Vous pouvez donc imaginer ma surprise lorsque j’ai déménagé au Japon et vu à quel point le sport était important dans la vie quotidienne de nombreux enfants, et même dans le programme scolaire. Cela commence par des activités simples à la maternelle puis, au primaire et au secondaire, vient le très important undôkai (journée sportive) annuel. Un autre rite de passage traditionnel pour de nombreux élèves consiste à rejoindre le bukatsu. Abbréviation de kurabu katsudô, ce terme couvre toutes sortes d’activités de club ou parascolaires, des langues étrangères aux sciences et aux arts. Pour certains élèves japonais, le bukatsu est synonyme de sport. En effet, selon les données du ministère de l’Education, des Sciences, des Sports et de la Culture, 85 % des élèves du premier cycle au Japon font partie d’un club de sport, alors qu’au lycée, le nombre descend légèrement à 70-75 %. Très simplement, l’éducation japonaise, basée sur une forte identité et fidélité au groupe, encourage les étudiants à rejoindre une équipe sportive ou un club.
Il n’est donc pas étonnant que de nombreux mangas et anime de sport se déroulent au collège ou au lycée. Kuroko’s Basket et Slam Dunk (basket-ball) ; Olive et Tom, Deizu [Days] et Inazuma Eleven (Inazuma Irebun, éd. Kurokawa) (football) ; Prince du tennis (Tenisu no Ôjisama, éd. Kana) et Jeu, set et match ! (tennis) ne sont que quelques exemples parmi les plus célèbres.

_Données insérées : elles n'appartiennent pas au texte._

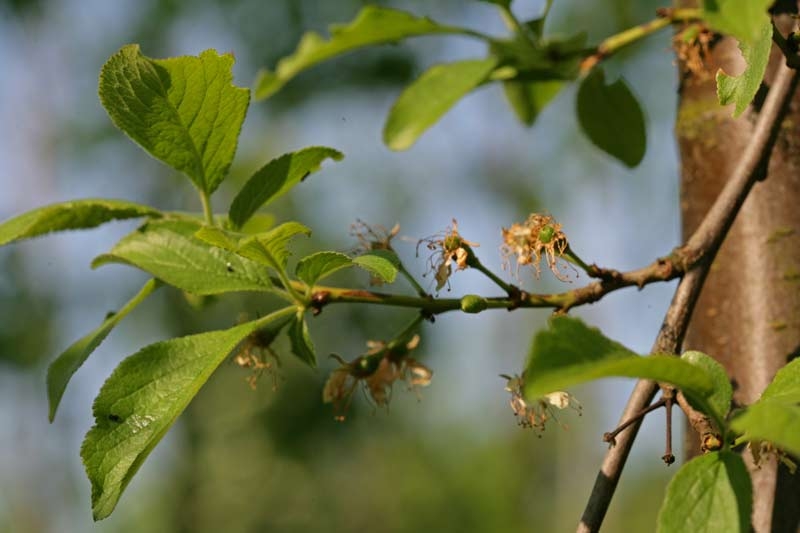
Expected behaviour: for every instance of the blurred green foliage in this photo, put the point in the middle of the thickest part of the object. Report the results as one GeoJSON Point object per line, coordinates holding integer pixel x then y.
{"type": "Point", "coordinates": [248, 461]}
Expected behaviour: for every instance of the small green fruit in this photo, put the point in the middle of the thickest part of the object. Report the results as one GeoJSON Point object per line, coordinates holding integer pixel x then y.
{"type": "Point", "coordinates": [546, 234]}
{"type": "Point", "coordinates": [472, 303]}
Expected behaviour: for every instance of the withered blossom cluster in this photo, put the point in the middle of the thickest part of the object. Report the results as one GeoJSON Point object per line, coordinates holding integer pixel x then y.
{"type": "Point", "coordinates": [536, 413]}
{"type": "Point", "coordinates": [693, 48]}
{"type": "Point", "coordinates": [448, 248]}
{"type": "Point", "coordinates": [539, 236]}
{"type": "Point", "coordinates": [376, 370]}
{"type": "Point", "coordinates": [256, 355]}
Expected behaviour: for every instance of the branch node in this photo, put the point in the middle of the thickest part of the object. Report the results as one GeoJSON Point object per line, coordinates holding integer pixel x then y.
{"type": "Point", "coordinates": [319, 300]}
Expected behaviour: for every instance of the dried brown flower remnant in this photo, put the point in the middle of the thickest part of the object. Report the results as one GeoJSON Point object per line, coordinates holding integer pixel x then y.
{"type": "Point", "coordinates": [447, 248]}
{"type": "Point", "coordinates": [535, 414]}
{"type": "Point", "coordinates": [692, 47]}
{"type": "Point", "coordinates": [539, 235]}
{"type": "Point", "coordinates": [377, 370]}
{"type": "Point", "coordinates": [371, 238]}
{"type": "Point", "coordinates": [256, 354]}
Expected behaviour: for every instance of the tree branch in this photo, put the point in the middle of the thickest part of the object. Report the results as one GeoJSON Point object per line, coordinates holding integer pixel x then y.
{"type": "Point", "coordinates": [700, 250]}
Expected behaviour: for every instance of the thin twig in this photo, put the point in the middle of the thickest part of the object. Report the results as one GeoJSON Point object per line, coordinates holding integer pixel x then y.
{"type": "Point", "coordinates": [668, 457]}
{"type": "Point", "coordinates": [702, 247]}
{"type": "Point", "coordinates": [611, 436]}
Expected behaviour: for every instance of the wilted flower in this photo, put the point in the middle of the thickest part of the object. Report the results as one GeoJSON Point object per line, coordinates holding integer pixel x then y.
{"type": "Point", "coordinates": [447, 249]}
{"type": "Point", "coordinates": [538, 236]}
{"type": "Point", "coordinates": [377, 370]}
{"type": "Point", "coordinates": [257, 355]}
{"type": "Point", "coordinates": [373, 237]}
{"type": "Point", "coordinates": [535, 414]}
{"type": "Point", "coordinates": [692, 47]}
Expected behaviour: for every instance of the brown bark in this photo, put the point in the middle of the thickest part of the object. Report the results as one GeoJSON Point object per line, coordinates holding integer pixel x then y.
{"type": "Point", "coordinates": [748, 315]}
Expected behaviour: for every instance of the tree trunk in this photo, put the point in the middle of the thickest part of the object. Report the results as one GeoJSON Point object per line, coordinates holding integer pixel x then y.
{"type": "Point", "coordinates": [748, 314]}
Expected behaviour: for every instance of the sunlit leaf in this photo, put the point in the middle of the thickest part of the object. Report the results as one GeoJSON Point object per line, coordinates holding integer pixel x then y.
{"type": "Point", "coordinates": [771, 420]}
{"type": "Point", "coordinates": [776, 416]}
{"type": "Point", "coordinates": [373, 25]}
{"type": "Point", "coordinates": [383, 264]}
{"type": "Point", "coordinates": [740, 90]}
{"type": "Point", "coordinates": [528, 99]}
{"type": "Point", "coordinates": [271, 248]}
{"type": "Point", "coordinates": [142, 398]}
{"type": "Point", "coordinates": [611, 117]}
{"type": "Point", "coordinates": [65, 365]}
{"type": "Point", "coordinates": [430, 96]}
{"type": "Point", "coordinates": [184, 110]}
{"type": "Point", "coordinates": [569, 352]}
{"type": "Point", "coordinates": [709, 494]}
{"type": "Point", "coordinates": [277, 177]}
{"type": "Point", "coordinates": [743, 19]}
{"type": "Point", "coordinates": [785, 386]}
{"type": "Point", "coordinates": [300, 339]}
{"type": "Point", "coordinates": [75, 214]}
{"type": "Point", "coordinates": [720, 400]}
{"type": "Point", "coordinates": [169, 251]}
{"type": "Point", "coordinates": [317, 266]}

La relation entre le manga sportif et l’école est encore plus importante si l’on considère que de nombreux élèves décident effectivement de pratiquer ou de suivre un sport après avoir lu un manga particulièrement intéressant. Selon une enquête réalisée en avril 2016 par l’assureur Meiji Yasuda Life Insurance auprès de 1 600 lecteurs âgés de 10 à 70 ans, 25 % des Japonais qui pratiquent un sport ont été influencés par le manga. Les adolescents et les jeunes de 20 à 30 ans sont les plus concernés. Plus précisément, 7,7 % d’entre eux ont commencé à pratiquer un sport tandis que 17,6 % sont devenus fans d’un sport grâce au manga. L’enquête met en évidence l’influence du manga sur la pratique du sport : les mangas de football semblent avoir le plus grand impact sur les jeunes lecteurs, 22,6 % d’entre eux déclarant s’être adonnés à ce sport après avoir lu une bande dessinée. Pour le basket, le chiffre s’élève à 11,2 % et pour le tennis à 10,7 % tandis que pour le base-ball, il descend à seulement 4,8 %. Fait intéressant, alors que le base-ball est de loin le sport le plus populaire du pays, les nombreux mangas qui lui sont consacrés ne semblent pas jouer un rôle majeur dans le recrutement de joueurs ou de fans.
La prestigieuse université Waseda, à Tôkyô, a consacré beaucoup de recherches sur l’influence de célèbres mangas sportifs sur la pratique sportive. Dans leur étude intitulée “De la corrélation entre l’augmentation de la population sportive et les mangas sportifs populaires”, par exemple, les professeurs Harada Munehiko et Sogawa Tsuneo ont étudié la littérature sur le sujet et interviewé quatre personnes responsables de chacune des principales associations sportives du Japon. Ils ont examiné l’influence des mangas sur chacune des disciplines en étudiant à la fois des données fiables et des opinions populaires sur les mangas sportifs. “Nous avons trouvé une corrélation claire entre le lectorat des mangas et les évolutions dans la population sportive de chaque discipline sportive”, confirment les deux chercheurs. “L’influence de Hikaru no Go (éd. Tonkam) est particulièrement claire. Publié en 1999, ce manga a immédiatement rencontré le succès. Un an plus tard, il était déjà clair que la population de joueurs de go avait augmenté rapidement. Cependant, après la fin de la série [en 2003], le nombre de joueurs a diminué en conséquence. Ces données montrent à quel point le manga est influent [sur la pratique du sport].”
Hikaru no Go s’est écoulé à plus de 25 millions d’exemplaires, augmentant considérablement la popularité de ce jeu au Japon et à l’étranger, en particulier chez les jeunes enfants. D’un autre côté, Harada Munehiko et Sogawa Tsuneo mettent en avant que d’autres facteurs – en dehors des mangas – contribuent aussi à l’augmentation de la population sportive. Dans le cas de Hikaru no Go, par exemple, l’engouement pour le go chez les garçons a également été facilité par deux séries d’animation où la professionnelle de go Umezawa Yukari (“la plus belle joueuse de go du Japon”) disposait d’une minute à la fin de chaque épisode pour expliquer aux enfants comment jouer au go.